Dazu ist die Strecke selbst überaus abwechslungsreich. Flache Passagen wechseln sich mit bergigen Etappen ab. Mal ist der Weg gut befahrbar und mal ist es ziemlich sandig, so dass ich absteigen und schieben muss. Und wie beim letzten Mal, ist es ganz ruhig. Ich höre eigentlich nur das Knirschen meiner Reifen im Sand und das Klappern meiner Taschen, wenn es auf dem Weg mal allzu holperig wird.

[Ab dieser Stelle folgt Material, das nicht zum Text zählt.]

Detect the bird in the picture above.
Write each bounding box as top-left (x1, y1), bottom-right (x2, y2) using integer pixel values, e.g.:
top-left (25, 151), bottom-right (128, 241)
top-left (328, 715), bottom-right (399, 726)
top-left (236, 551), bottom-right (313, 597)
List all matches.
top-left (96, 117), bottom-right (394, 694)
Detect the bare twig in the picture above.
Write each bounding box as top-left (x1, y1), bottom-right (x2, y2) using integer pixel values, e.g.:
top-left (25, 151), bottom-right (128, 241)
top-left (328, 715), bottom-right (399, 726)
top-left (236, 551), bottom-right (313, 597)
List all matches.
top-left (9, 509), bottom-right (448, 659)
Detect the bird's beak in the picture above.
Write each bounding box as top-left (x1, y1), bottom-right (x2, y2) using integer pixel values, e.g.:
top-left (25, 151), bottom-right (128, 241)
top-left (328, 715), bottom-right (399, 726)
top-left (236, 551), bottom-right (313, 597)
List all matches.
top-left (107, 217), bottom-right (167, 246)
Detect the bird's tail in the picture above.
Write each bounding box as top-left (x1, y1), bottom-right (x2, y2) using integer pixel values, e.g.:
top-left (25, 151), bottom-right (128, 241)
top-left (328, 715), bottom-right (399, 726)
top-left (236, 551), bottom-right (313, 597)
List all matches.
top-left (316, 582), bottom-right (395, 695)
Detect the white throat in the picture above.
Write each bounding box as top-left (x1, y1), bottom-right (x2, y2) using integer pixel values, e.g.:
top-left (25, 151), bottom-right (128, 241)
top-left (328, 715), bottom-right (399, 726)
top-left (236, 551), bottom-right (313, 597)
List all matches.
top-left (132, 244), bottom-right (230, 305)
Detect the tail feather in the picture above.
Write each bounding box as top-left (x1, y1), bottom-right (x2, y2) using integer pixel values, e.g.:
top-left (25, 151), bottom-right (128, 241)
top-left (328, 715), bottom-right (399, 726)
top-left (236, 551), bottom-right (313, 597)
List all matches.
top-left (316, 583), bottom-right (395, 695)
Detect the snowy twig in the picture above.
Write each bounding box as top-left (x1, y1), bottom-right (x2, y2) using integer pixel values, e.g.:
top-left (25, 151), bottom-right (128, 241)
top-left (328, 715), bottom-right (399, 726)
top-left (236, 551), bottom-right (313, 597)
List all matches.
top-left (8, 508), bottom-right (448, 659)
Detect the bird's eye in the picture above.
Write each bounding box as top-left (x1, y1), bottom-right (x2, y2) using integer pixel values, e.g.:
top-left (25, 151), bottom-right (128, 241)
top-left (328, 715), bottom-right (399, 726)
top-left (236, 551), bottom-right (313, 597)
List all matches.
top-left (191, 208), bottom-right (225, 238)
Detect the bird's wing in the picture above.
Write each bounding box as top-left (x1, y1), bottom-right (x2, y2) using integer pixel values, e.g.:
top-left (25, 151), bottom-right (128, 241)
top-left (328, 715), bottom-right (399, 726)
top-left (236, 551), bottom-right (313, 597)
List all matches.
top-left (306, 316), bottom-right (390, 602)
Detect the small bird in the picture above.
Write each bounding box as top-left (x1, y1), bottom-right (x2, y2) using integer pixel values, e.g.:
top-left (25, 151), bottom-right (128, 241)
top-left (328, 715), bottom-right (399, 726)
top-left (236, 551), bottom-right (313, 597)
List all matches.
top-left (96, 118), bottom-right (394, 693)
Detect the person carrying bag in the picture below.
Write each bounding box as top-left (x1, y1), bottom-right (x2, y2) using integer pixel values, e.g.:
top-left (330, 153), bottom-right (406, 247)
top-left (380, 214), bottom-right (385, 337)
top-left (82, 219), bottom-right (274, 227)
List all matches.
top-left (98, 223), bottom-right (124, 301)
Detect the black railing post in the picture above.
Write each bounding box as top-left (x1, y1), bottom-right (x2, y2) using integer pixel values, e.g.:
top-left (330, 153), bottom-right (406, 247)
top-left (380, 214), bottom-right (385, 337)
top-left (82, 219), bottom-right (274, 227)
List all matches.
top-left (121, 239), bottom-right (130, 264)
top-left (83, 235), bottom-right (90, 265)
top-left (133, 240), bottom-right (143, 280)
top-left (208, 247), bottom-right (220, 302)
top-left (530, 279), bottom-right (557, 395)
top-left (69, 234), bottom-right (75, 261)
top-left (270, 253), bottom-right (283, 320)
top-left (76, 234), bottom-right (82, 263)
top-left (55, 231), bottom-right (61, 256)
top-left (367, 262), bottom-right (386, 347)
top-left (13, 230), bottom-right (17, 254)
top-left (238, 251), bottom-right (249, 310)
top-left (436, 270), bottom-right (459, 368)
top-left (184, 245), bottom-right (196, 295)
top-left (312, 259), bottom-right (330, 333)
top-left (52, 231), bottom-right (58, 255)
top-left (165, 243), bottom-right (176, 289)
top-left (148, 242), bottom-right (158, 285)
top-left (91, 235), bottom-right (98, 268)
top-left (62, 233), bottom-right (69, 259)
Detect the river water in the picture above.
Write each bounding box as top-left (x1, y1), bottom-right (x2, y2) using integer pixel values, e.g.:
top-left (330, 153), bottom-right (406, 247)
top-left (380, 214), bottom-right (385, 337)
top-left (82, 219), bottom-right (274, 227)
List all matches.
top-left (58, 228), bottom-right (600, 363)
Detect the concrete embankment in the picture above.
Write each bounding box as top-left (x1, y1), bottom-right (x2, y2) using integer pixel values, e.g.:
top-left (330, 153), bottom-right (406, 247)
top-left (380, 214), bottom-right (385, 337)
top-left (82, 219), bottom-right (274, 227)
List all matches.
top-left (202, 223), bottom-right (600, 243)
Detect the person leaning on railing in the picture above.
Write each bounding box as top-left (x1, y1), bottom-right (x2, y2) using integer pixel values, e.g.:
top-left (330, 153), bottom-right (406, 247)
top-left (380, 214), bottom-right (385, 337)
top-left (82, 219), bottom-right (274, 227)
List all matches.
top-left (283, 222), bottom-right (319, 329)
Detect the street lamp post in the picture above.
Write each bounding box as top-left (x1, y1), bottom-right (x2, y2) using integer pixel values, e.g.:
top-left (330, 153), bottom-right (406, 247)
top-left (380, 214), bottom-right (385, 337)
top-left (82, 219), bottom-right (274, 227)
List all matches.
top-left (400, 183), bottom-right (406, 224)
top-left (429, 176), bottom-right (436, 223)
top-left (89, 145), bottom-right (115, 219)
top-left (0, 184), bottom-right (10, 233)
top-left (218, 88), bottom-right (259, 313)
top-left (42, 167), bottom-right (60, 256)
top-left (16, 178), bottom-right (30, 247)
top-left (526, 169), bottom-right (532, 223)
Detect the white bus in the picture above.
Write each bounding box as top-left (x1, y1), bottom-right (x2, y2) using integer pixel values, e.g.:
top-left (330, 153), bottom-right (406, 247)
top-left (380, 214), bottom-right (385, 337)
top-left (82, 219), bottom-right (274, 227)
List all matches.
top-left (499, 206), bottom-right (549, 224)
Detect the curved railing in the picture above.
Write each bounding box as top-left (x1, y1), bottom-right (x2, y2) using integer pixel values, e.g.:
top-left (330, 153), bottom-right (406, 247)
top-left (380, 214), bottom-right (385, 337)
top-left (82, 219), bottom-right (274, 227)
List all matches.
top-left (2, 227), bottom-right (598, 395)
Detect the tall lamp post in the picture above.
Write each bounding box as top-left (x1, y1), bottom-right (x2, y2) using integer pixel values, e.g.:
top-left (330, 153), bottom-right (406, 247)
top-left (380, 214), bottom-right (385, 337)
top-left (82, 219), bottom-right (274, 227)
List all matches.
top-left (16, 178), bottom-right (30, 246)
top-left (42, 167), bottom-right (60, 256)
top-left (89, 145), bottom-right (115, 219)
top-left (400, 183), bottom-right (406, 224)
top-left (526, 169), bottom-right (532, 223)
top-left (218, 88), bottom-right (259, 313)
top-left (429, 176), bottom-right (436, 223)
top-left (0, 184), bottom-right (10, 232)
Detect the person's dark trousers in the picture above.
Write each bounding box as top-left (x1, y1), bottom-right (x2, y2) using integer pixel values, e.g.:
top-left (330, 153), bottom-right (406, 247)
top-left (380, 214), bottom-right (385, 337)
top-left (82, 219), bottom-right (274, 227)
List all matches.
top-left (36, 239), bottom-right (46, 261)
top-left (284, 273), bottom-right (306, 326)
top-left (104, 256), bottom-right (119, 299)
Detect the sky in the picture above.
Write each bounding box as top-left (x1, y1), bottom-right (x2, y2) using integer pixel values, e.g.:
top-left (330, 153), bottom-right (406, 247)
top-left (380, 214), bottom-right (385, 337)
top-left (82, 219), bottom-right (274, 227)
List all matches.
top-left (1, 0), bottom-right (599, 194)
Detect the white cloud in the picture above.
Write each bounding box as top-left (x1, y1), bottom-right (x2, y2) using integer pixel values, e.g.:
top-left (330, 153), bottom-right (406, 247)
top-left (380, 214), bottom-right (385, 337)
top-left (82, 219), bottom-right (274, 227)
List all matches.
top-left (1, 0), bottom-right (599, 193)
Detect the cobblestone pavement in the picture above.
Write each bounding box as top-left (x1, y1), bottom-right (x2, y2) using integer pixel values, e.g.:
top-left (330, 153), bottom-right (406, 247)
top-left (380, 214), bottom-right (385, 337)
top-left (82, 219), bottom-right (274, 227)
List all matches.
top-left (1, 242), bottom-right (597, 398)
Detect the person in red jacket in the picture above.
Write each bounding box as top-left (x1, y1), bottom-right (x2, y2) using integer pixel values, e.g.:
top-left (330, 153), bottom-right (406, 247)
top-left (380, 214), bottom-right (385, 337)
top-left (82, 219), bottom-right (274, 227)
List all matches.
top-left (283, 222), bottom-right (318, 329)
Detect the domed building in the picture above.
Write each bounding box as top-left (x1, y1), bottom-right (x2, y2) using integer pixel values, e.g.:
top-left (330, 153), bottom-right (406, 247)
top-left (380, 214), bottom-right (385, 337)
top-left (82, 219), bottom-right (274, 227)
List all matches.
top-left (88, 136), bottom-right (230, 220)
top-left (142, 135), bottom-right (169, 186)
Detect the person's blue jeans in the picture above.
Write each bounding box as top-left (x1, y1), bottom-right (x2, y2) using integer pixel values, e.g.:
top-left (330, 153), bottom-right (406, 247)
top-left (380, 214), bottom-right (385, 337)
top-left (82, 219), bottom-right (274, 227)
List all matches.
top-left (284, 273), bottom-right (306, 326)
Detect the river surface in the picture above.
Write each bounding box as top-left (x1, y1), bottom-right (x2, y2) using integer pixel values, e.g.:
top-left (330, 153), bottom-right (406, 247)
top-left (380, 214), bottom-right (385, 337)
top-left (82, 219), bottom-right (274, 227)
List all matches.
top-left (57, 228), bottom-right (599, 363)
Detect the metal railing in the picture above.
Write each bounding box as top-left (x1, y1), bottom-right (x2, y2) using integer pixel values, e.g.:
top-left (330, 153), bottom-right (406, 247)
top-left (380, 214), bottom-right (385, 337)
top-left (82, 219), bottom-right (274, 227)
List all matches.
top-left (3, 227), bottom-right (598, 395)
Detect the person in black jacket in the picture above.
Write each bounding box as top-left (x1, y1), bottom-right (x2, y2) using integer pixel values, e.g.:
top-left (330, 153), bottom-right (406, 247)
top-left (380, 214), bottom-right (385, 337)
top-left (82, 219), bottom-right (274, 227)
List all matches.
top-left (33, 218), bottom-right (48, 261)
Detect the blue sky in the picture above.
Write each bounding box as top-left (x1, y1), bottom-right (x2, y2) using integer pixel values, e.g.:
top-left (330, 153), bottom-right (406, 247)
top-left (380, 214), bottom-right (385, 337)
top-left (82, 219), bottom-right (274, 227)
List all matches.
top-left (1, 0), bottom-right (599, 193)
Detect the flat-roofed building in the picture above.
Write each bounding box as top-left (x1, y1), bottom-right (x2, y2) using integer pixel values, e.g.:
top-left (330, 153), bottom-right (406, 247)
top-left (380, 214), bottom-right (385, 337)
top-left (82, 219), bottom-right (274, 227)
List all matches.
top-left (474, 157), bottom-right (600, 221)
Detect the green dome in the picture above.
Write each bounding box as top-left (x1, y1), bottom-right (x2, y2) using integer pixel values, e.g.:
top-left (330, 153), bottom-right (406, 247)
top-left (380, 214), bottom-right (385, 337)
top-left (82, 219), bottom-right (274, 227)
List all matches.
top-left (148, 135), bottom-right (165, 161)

Meinen Zeitplan kann ich halbwegs einhalten. Gegen halb acht komm ich in Maranjab an. Da morgen Freitag ist, ist hier ziemlich viel los. Die Karawanserei ist komplett belegt, so dass im Innenhof auch Zelte aufgebaut werden. Viele Iraner verbringen hier ihr Wochenende. Dazu teffe ich auch einige Touristen aus Deutschland, Österreich, England und Frankreich. Ziemlich international. Hätt ich vorher nie gedacht, da die Karawanserei ja schon recht abgelegen ist. Ich setz mich auf eine Treppe im Innenhof und koch mir erstmal mein Abendessen. Zum Glück kann ich hier auch meine leeren Wasserflaschen auffüllen. Daher gibts zum Abendessen gleich auch noch einen Kaffee. Ich bin erleichtert und froh, dass das so gut geklappt hat und genieße es jetzt einfach hier zu sein. Mitten in der Wüste, in Maranjab.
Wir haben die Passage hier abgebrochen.